DC Jury Finds Climate Skeptics Defamed ‘Hockey Stick’ Model Creator — 12 Years Later
A Washington, D.C., jury ruled in favor of University of Pennsylvania climate scientist Michael Mann on Thursday in a defamation case he brought against two critics of his work more than a decade ago.
Mann first filed the defamation suit in October 2012 against Rand Simberg, who compared Mann to convicted pedophile Jerry Sandusky for Mann’s alleged data manipulation in his signature 1998 “hockey stick” climate model in a blog post for the Competitive Enterprise Institute (CEI), and Mark Steyn, a right-of-center political pundit who referenced Simberg’s blog post in his own writing about the “hockey stick” model for National Review. Steyn will reportedly have to pay $1 million in damages, while Simberg will have to pay $1,000, according to The New York Times.
National Review and CEI were also defendants in the lawsuit initially, but a 2021 court order resulted in those organizations being dropped from Mann’s suit. Mann worked at Pennsylvania State University at the time of the blog posts, a school where Sandusky coached football for years before the child sex abuse scandal exploded in 2011.
The “hockey stick” model combined a number of different climate proxies into a single model, purportedly showing that global temperatures have risen sharply in the past several decades compared to the preceding centuries.
Critics, including Steyn and Simberg, have attacked the “hockey stick” model for years, generally asserting that should not be considered an authoritative assessment of climate trends because of its perceived flaws. Mann, for his part, has effectively used his experiences defending his work to label himself as a martyr resisting supposedly malicious attacks launched by climate skeptics.
While Mann won the case, Abraham Wyner, a tenured statistics professor and the chair of the undergraduate statistics program at the University of Pennsylvania’s Wharton School, testified that Mann engaged in “improper manipulation” of data that made his signature model “misleading,” according to National Review. Judith Curry, a climatologist who has been critical of Mann in the past, said that Mann falsely suggested she had essentially traded sex for career advancement.
Before National Review was dropped from the suit, Mann wrote in emails that the outlet is a “filthy organization” that is a “threat to our children,” according to National Review. Additionally, Mann wrote in 2012 communications that he considers Steyn to be a “pathetic excuse for a human being” whom he hoped the defamation suit would “ruin.”
The case was about “the ability of myself and others to speak freely about the most important issues of our day, whether climate change or another issue,” Simberg told The Associated Press before the verdict came down. “If others are faced with over a decade of litigation for giving their opinions, we will all suffer.”
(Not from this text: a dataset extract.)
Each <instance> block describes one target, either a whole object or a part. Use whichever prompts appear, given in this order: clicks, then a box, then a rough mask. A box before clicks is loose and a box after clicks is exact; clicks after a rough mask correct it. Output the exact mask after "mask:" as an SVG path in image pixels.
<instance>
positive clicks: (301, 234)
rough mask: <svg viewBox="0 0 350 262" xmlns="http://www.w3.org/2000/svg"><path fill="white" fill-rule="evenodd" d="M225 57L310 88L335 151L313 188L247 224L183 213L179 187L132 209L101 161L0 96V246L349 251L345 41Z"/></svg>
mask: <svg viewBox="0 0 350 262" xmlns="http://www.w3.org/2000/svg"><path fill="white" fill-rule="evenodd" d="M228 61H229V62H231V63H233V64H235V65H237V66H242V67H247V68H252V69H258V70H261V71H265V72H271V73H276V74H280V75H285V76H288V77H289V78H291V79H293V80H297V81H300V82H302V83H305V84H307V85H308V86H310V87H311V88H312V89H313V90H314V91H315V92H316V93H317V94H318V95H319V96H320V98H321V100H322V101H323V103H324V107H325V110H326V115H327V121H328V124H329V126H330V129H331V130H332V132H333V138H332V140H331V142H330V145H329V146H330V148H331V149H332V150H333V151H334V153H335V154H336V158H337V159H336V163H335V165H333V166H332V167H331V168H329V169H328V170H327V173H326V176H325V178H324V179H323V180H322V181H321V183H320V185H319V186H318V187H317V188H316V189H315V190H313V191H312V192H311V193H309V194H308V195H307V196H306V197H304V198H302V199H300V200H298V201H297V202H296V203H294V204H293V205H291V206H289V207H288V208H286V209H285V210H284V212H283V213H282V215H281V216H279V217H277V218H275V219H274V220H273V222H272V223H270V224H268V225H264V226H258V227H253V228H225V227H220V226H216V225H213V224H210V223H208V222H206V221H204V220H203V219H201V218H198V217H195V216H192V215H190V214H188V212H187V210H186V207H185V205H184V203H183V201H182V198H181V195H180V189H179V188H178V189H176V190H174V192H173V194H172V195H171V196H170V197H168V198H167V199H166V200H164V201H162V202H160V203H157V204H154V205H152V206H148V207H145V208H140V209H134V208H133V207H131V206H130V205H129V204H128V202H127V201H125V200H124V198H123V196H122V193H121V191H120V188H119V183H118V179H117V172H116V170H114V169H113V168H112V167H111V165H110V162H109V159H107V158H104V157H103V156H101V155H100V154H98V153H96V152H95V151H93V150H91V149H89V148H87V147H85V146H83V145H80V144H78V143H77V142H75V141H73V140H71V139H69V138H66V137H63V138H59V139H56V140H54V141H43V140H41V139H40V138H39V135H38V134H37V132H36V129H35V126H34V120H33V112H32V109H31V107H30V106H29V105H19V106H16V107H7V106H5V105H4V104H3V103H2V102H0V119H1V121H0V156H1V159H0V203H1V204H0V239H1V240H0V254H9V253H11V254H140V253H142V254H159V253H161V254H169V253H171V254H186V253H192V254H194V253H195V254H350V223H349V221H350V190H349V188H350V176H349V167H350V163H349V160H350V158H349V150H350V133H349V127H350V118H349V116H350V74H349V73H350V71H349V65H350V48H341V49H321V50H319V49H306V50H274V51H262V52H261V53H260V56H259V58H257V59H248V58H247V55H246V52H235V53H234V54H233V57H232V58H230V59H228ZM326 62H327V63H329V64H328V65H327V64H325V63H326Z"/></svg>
Other climate scientists followed Mann’s case carefully, Kate Cell, a senior climate campaign manager for the union of Concerned Scientists, told the AP.
Many of these scientists were hoping for a favorable outcome for Mann in order to “reduce the comfort and regularity with which those who do not accept climate change science speak, and speak very nastily, about climate scientists,” Cell told the AP.
Notably, Mann contributed to the United Nations (UN) Intergovernmental Panel on Climate Change (IPCC) in 2007; the IPCC, as an institution, won the Nobel Prize for “its efforts to build up and disseminate greater knowledge about man-made climate change and to lay the foundations for the measures that are needed to counteract such change” that year alongside former Vice President Al Gore.
The IPCC subsequently released a 2012 statement clarifying that the prize was for the institution rather than to be claimed by individual members and contributors. Mann insinuated in the original complaint against Steyn and Simberg that he had won a Nobel Prize.